Private equity across Europe is to a great extent dominated currently by terms such as deleveraging and recession, and investment activity has slowed considerably. However, in Italy the story is very different. "In the first six months of 2008 investment levels reached 67% of the total 2007 value," Caverni noted. "The Italian market is an attractive one, and the recent LBO of N&W Global Vending is a sign of this."
Though this optimism is tempered by realism, with many in the industry predicting a slow start to 2009, there is a general consensus that the long-term prospects are bright and that the outlook for H2 2009 and 2010 remains positive. "Difficult times are complex, but complexity offers great buying opportunities," said Marco Fumagalli, head of 3i Italy. "Our best year in terms of returns was 2002, right after 9/11."
However, private equity houses are aware that they will also have to go on the offensive to make sure that their portfolio companies do not become victims of the tougher economic climate over the next 18 months. Buy-and-build and capital expansion in particular appear to be the favourite investment strategies at this time, as they require little to no financial leverage. "Buy-and-build has always been a value creating tool," confirmed Permira's Gianluca Andena, "distressed companies present a good add-on opportunity for young companies in the portfolio, as do good companies facing limited access to funding for growth."

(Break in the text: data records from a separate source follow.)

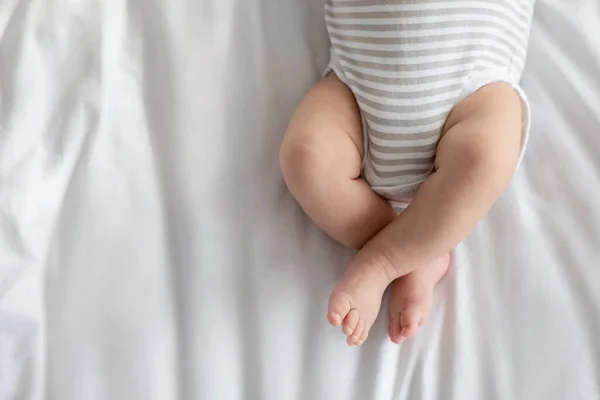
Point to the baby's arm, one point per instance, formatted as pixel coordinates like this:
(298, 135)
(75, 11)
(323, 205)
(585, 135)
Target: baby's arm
(475, 161)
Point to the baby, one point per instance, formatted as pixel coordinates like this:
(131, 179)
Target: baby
(414, 133)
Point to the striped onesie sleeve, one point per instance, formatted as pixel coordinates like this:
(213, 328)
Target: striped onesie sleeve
(408, 62)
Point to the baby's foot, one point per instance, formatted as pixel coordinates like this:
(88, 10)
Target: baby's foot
(410, 299)
(355, 301)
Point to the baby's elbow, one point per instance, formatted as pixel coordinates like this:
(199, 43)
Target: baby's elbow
(492, 167)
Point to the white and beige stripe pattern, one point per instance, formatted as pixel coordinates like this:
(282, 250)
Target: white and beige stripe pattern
(408, 62)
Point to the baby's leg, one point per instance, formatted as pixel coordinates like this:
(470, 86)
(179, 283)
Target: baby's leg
(321, 159)
(475, 161)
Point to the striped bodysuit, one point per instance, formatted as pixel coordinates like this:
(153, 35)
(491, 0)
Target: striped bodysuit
(408, 62)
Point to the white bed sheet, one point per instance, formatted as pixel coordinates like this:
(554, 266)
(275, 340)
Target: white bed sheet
(150, 250)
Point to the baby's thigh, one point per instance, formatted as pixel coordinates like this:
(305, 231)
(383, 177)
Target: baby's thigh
(327, 126)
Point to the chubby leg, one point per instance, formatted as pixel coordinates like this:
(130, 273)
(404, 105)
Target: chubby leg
(475, 161)
(321, 159)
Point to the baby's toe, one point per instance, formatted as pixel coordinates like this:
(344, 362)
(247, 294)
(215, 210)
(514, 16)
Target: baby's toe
(354, 338)
(350, 322)
(395, 328)
(339, 307)
(410, 320)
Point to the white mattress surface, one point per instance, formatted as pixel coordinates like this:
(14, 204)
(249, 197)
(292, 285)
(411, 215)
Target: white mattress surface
(149, 249)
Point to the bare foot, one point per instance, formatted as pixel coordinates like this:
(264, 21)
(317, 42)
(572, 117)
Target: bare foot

"The picture painted before us is partly grim as we have no indication of when the downturn will end, but it will end and the times ahead present good opportunities for corporate/PE partnerships," added Claudio De Conto, COO and general manager at multinational Pirelli & C. "The synergies that ensue from such partnerships will increase the credibility of the deals being made."
Against a deteriorating economic backdrop, Italy has stood out as a resilient geography. In fact, the top seven deals in Southern Europe over the last year all hail from Italy. Earlier this year we saw the EUR1bn buyout of Technogym led by Candover. In late November, Barclays Private Equity and Investcorp raised an impressive EUR600m towards the EUR800m buyout of N&W Global Vending - not only is this a sizeable sum, but it came towards the end of the year, when most wrote off leverage as "done" for 2008.

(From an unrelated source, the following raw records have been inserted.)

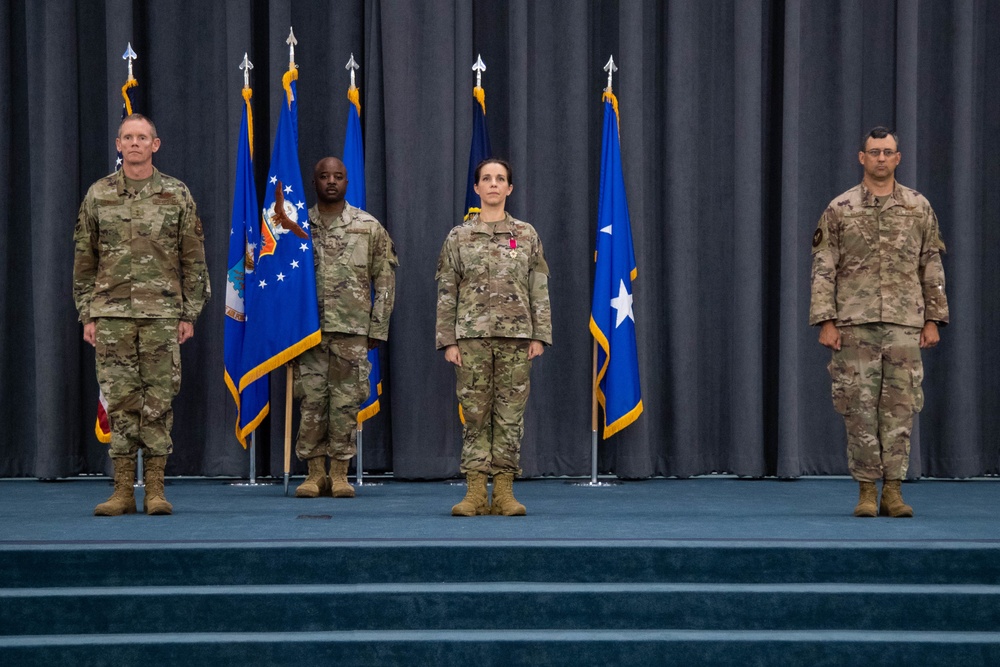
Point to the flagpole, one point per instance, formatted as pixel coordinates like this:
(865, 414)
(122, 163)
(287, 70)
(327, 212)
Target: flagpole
(359, 440)
(593, 418)
(288, 424)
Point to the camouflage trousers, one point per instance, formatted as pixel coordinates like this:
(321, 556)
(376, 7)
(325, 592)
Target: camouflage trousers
(877, 375)
(332, 381)
(139, 371)
(493, 384)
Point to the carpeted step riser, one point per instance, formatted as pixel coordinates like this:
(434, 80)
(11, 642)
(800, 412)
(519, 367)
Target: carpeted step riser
(513, 609)
(512, 653)
(363, 564)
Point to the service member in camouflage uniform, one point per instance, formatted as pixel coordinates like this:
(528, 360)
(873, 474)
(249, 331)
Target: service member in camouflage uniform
(492, 319)
(878, 296)
(139, 281)
(356, 287)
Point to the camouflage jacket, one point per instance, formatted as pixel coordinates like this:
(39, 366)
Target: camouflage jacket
(139, 256)
(492, 282)
(878, 265)
(353, 254)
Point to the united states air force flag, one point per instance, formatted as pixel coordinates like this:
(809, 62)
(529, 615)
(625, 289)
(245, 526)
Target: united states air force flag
(354, 162)
(252, 401)
(282, 312)
(479, 150)
(102, 425)
(612, 322)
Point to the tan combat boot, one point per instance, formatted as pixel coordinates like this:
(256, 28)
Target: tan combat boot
(867, 500)
(476, 501)
(338, 479)
(122, 501)
(155, 502)
(504, 501)
(317, 483)
(892, 500)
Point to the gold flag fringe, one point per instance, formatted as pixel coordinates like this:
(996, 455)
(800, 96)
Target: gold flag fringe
(131, 83)
(286, 82)
(247, 94)
(354, 97)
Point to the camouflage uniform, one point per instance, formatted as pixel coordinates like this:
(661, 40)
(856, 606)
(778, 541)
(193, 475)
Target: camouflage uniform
(877, 274)
(493, 299)
(139, 268)
(354, 258)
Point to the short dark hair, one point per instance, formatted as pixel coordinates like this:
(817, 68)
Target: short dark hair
(137, 116)
(495, 160)
(878, 132)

However, the N&W deal is also a good example of the lack of confidence debt markets are going through nowadays. "A Mandated Lead Arranger (MLA) is no longer providing 100% of the commitment. A decreasing appetite for underwriting has resulted in an increased syndication and widened MLA pools. This in turn is reflected in the negotiations, which are more complex, given the number of financing parties involved," stated Daniele Candiani, managing director of IKB Deutsche Industriebank. "Yet banks are set to assume a changing role, they will cease to simply be underwriters and bookrunners. With their knowledge of deal structures and sector dynamics, banks will be well-placed to maintain dialogues with sponsors and manage any arising conflict," he added.
As for secondaries, 2009 will also present opportunities, as GPs and LPs alike feel the pressure of the current economic and financial crisis on their portfolios. LPs, especially pension funds and endowments, have seen their funds shrink, forcing them to juggle their allocations to guarantee they are covering areas of the market with the greatest growth potential in the long-term. This will have an impact on their capacity to honour their commitments and may result in GPs instigating sales (after the event, Permira offered its LPs an opportunity to scale back their commitments by up to 40%). "Buyers will have the upper hand and they will be seeking the best assets available. They will be extremely selective in their business, dealing with realistic sellers. Timewasters need not apply," said Marleen Groen, CEO at secondaries specialist Greenpark Capital.
Expectations for the year ahead are that it should prove a good vintage, provided market volatility decreases, allowing prices to be more accurately set. Large funds could have the advantage, but more stringent terms for debt mean that investors will have to increase their equity share or take minority positions financed mostly via equity. The storm is far from over.